Through genome sequencing, we've identified at least 30 genes now linked to the disease which gives a strong starting point, and we're now identifying new biochemical pathways that are going wrong within MND. 

In terms of treatment, we're seeing a shift towards drug discovery and drug development. One of the things the MND Association is doing in collaboration with other organisations, such as the government, is investing £50 million in MND research over the next few years. 

So the conveyor belt of interesting ideas coming out of the university labs is starting to fill up - which is another reason for creating the network.

A programme was also announced last year called Experts-ALS which is a new experimental medicine platform designed to accelerate progress of effective drug therapies. 

Amyotrophic lateral sclerosis (ALS) is the most common form of MND, making up around 95% of cases. The programme received the largest ever government award for an MND research project and it is going to be topped up by the charities with another £3 million to £4 million.

It is not a randomised placebo controlled trial, but instead it is looking to see whether a drug is changing disease progression.

Within the UK NMD Research Institute, which has been established off the back of the government's commitment, there are going to be drug selection committees to help to identify these the best candidates we want to bring to the clinic.

Is Artificial Intelligence (AI) utilised in this process?

We do utilise AI in various ways. In the academic labs, the AI at the moment is more linked to the clinical features of the disease, trying to stratify the patients into different subgroups. 

This is because, a little bit like cancer, cancer isn’t one disease it is many, and MND isn't one disease. It's many different variations of a theme, and the chances are that a particular drug or a combination of drugs will be more effective in some subgroups than others. 

So we're moving into more of an era of precision medicine. In fact, there's one good example of that at the moment that's being reviewed by NICE, which is a drug that specifically targets the genetic cause of MND in around 3% of patients. It effectively switches off or turns down the activity of the gene which is having a toxic effect and the results are so far looking incredibly promising.

What are currently the biggest barriers to MND research?

Currently, the key barrier is ensuring better biomarkers. We have neurofilaments which is good, but we probably need more specific biomarkers that tell us more about the different drugs that are going to be tested. 

We have biomarkers for different reasons, for example, diagnostic biomarkers. Currently a major issue is the length of time it takes between first symptoms and diagnosis. It is still taking about a year on average from a person seeing symptoms to getting a diagnosis of MND, and of course, it is only at that point that the treatment starts from a disease. 

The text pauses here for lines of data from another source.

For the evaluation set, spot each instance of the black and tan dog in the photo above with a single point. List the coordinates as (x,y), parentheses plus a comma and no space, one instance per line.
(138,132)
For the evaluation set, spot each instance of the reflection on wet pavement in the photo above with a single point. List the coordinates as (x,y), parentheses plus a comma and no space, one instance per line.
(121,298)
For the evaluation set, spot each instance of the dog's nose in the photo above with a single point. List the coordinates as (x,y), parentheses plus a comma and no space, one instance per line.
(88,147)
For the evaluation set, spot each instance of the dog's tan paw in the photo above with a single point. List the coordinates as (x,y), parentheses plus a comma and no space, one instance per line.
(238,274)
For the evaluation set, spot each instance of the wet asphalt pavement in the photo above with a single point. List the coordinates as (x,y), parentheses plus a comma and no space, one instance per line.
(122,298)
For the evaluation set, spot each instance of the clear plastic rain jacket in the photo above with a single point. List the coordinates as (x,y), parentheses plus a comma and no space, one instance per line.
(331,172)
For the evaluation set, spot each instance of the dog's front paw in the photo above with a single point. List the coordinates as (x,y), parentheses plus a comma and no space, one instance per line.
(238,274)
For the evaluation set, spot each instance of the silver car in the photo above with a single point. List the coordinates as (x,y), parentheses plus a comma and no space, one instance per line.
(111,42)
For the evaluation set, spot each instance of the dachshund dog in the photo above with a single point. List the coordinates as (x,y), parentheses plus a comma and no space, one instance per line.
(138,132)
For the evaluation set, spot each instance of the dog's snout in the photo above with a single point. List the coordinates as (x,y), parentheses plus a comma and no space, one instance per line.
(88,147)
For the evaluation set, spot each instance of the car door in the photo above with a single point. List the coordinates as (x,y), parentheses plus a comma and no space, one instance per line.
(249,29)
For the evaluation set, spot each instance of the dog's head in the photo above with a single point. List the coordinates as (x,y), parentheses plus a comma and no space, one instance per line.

This means that 12 months have gone past in a disease where survival can be 18 months from diagnosis, but people are already on that slippery slope. 

So, maybe it's not surprising that the drugs don't work. Maybe some of the drugs that have been tested in the past would have been effective, but they were given too late. So, we need to diagnose the disease faster and biomarkers are a part of that. 

We need biomarkers to help diagnose, biomarkers to predict how the disease is likely to progress, biomarkers of targeted engagement - which are biomarkers to see if a drug is working - and biomarkers of efficacy.

Given the genetic element of the condition, is there research looking at gene therapy for MND?

Gene therapy strategies are being pursued quite actively by the drug industry for some of the rare, inherited forms of the disease,and some work that we are co-funding with the University of Sheffield and a company is developing a gene therapy approach targeting the disease.

One of the things the Association does is organise the annual International Symposium on ALS and MND. We had 1300 scientists, neurologists and healthcare professionals come to Basel, Switzerland last December. There was a presentation about gene therapy for ALS. The neurologist actually brought a patient with him who has shown quite remarkable restoration of function. 

So, we might not see the light at the end of the tunnel yet but the train is heading in the right direction and it's picking up speed.